Ich schlief inzwischen mit dem Zigarettenmädchen vom Kranzler. Sie hatte nicht einmal genug Bezugsscheine für einen neuen Hüfthalter. Als sie ausgebombt worden war, beging ich den Fehler, Hagen um Rat zu fragen, wo wir hinziehen könnten. Er sagte: In der Krypta gibt es noch ein paar Zinnsärge.

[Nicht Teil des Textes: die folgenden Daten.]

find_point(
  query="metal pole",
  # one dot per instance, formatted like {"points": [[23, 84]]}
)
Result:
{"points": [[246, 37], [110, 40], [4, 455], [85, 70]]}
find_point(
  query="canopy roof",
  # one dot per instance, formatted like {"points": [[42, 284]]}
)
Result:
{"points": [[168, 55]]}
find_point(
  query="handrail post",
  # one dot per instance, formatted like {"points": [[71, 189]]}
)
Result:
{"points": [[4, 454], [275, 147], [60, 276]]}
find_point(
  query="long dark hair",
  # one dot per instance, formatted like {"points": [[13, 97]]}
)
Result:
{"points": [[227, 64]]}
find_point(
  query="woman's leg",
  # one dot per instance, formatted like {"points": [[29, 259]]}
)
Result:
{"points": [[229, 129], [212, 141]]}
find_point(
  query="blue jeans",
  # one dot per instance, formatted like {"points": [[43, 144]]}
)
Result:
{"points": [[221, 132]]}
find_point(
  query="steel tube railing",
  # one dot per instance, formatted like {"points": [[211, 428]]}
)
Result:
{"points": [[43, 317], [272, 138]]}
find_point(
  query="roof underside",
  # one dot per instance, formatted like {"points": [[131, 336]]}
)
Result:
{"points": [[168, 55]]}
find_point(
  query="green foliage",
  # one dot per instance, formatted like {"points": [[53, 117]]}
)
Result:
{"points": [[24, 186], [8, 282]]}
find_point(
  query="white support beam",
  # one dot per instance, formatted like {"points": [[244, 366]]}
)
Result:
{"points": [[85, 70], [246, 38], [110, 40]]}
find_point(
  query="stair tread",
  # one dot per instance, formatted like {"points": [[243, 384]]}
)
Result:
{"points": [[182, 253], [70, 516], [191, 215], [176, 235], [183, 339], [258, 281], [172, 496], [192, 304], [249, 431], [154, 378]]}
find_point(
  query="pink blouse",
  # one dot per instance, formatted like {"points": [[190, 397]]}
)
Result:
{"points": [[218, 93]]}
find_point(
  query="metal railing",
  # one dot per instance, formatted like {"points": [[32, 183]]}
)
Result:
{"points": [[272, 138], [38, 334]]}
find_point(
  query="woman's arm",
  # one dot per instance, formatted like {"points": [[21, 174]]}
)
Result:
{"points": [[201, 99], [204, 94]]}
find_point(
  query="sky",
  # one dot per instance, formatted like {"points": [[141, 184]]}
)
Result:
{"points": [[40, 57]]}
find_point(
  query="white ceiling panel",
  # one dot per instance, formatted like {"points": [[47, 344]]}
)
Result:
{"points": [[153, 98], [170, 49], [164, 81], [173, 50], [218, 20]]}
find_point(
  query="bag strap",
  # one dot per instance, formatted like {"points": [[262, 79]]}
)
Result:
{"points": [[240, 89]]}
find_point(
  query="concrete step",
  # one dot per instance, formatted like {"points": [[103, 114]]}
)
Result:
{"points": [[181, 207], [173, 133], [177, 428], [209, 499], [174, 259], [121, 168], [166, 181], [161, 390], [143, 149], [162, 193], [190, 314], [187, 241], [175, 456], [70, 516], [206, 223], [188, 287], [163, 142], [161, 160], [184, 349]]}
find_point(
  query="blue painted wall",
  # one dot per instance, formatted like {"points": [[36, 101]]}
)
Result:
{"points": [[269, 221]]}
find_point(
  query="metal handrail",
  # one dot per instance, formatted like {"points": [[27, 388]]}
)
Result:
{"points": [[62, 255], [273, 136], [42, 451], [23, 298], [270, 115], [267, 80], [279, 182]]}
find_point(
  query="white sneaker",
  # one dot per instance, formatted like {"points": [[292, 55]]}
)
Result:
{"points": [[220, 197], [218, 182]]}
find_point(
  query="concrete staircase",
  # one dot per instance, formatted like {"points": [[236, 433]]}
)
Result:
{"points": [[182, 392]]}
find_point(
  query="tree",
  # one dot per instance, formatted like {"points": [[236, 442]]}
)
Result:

Sie dürfen nicht glauben, dass ich ihm böse war. Am Ende war er doch der beste Freund, den ich je hatte. Er hat mich nie belogen oder die Schuld anderen in die Schuhe geschoben.
Mein Zigarettenmädchen musste jetzt in einer Rüstungsfabrik arbeiten, wo jede neue Patrone noch ein Kupferdach trug wie der Berliner Dom, aber das Kupfer wurde knapp, was alles Hagens Schuld war. Dann warfen die Briten eine Bombe ab, zehn Minuten vor dem Ende ihrer Schicht. Nicht einmal ein Fetzen ihres Kleides blieb mir, an dem ich mich festhalten konnte.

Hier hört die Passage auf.